I came here to share a little program which I decided to hack together to help me easily launch programs in DOS.
These are the main points describing its functionality, and maybe setting it appart from other similar utilities:
- Responsive interface
It scans your (potentially slow) hard drive while you type the name of what you are looking for.
As you type, the scanned items are filtered based on your input. You can confirm your selection at any time. - Zero configuration required
In its simplest use case you just run it from the directory where you store your executables and it puts them all in a list for you to choose from. - Advanced scenarios
While you can use it without any special setup, you can also configure the menu to work for a particular use case.
There is special support for .BAT files where you can provide a title on the first line of the file prefixed with a double colon (::).

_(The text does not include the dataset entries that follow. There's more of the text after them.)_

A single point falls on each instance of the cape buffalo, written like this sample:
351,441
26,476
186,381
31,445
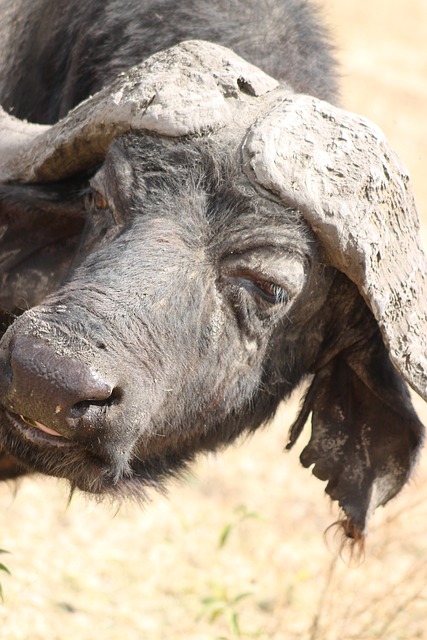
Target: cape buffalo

Since you can tell the launcher where to look for the executables, you can build customized menus by creating directories with batch files that run the things you want.
The batch files can naturally be crafted to perform any necessary setup before running your program/game, and clean up after it finishes. I have successfully used this approach to slow down the CPU for certain games, or mount a virtual CD-ROM drive when it's required. - Select only mode
Right now the launcher has been a quick hack and takes up a fair amount of memory by itself (~30 kB). I do free almost all of the dynamically allocated resources prior to launching the selected program but the size of the launcher itself can be prohibitive for running many games and demos.
For this reason I added a select only mode where instead of launching the selected program it outputs the full path to it. This can be consumed by the parent process (like a batch file) to actually run the program after the launcher exits and doesn't consume memory anymore. Currently this is my preferred way to use it actually.
Even though this is the first release I already have plans for some improvements (if time permits).
Hopefully it's going to be useful for someone else too.